Advogado Samuel Sampaio, membro da Comissão da Saúde da OAB-MT em Várzea Grande

Como o autismo não é uma deficiência tão visível quanto uma pessoa tetraplégica, utilizar uma fila preferencial, por exemplo, pode causar olhares tortos e questionamentos.

“Gera muita dúvida, gera desconfiança. As pessoas pensam que o autista tem que ser totalmente incapaz, ou seja, imputável. Então, por exemplo, dá muito problema na questão de assumir cargos públicos, ou seja, concurso”, afirma o advogado Samuel Sampaio, especialista em Direito da Saúde e membro da Comissão da Saúde da Subseção de Várzea Grande da Ordem dos Advogados do Brasil Seccional Mato Grosso (OAB-MT).

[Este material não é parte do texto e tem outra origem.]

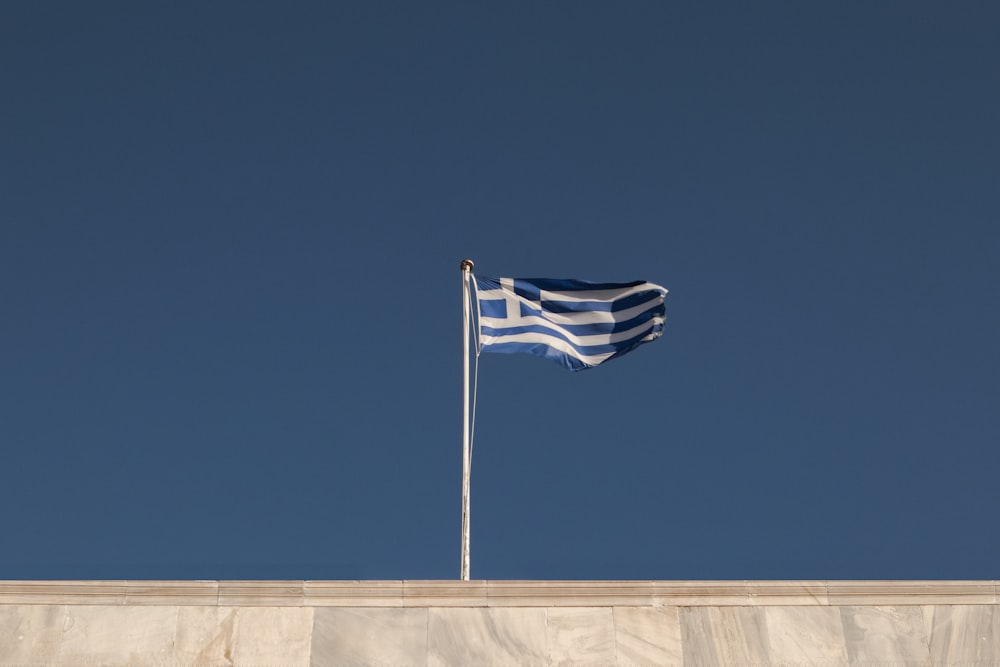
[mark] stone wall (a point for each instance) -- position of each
(499, 623)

Para o advogado, a pessoa com TEA é submetida a constrangimentos diários ao lidar com vários processos burocráticos para validar sua condição. Um exemplo é a admissão em concursos por meio das cotas para pessoas com deficiência. A instituição, que não “vê” a condição do candidato, tende a não validar sua aprovação.

“A pessoa com autismo precisa ter sua carteirinha de identidade com a logomarca do autismo. Aí ela vai no Ganha Tempo, apresenta seu laudo médico lá e estaria tudo certo. No entanto, esse momento foi tão burocratizado que a pessoa precisa ir lá, pegar um documento, levar no médico para ele assinar e apresentá-lo novamente no Ganha Tempo. Acaba que muitas pessoas desistem disso e a lei fala o contrário, que tem que ter acessibilidade, inclusão e desburocratizar tudo”, detalha Sampaio.

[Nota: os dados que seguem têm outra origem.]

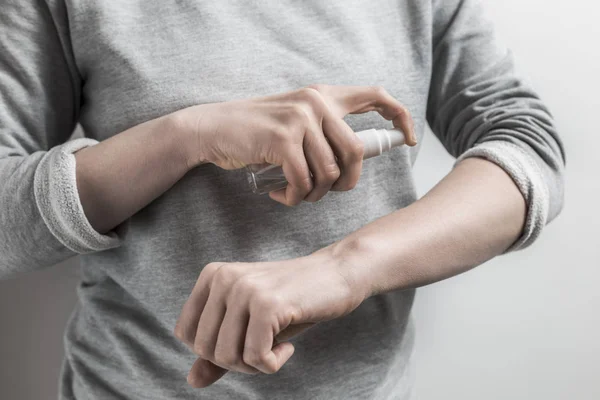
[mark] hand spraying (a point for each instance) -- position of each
(265, 178)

A pessoa com autismo precisa ter sua carteirinha de identidade com a logomarca do autismo


Samuel Sampaio, advogado

Ainda que os caminhos das pessoas com TEA para uma vida de qualidade seja longo, é preciso estar atento às necessidades desses indivíduos. O neurologista Virgílio Moura aponta que as pessoas com autismo devem ser inseridas no mundo de hoje sem rodeios, mas sempre levando em conta suas limitações.

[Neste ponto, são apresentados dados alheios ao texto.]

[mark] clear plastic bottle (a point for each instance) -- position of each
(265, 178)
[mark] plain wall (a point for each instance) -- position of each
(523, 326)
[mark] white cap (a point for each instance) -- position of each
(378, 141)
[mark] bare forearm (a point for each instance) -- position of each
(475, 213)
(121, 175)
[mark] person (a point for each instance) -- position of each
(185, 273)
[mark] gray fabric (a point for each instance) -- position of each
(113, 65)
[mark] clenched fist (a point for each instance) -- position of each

“Ele tem uma necessidade especial assim como outros portadores de necessidades especiais. Eles precisam ser inclusos no sentido de entender que eles têm essa dificuldade e procurar adaptar para que eles possam melhor se inserir, da mesma forma como a gente faz, por exemplo, uma rampa pra quem é cadeirante, para conseguir acessar os lugares. Nós temos começar entender como funciona a pessoa com autismo e procurar inseri-la da melhor possível dentro da sociedade”, defende.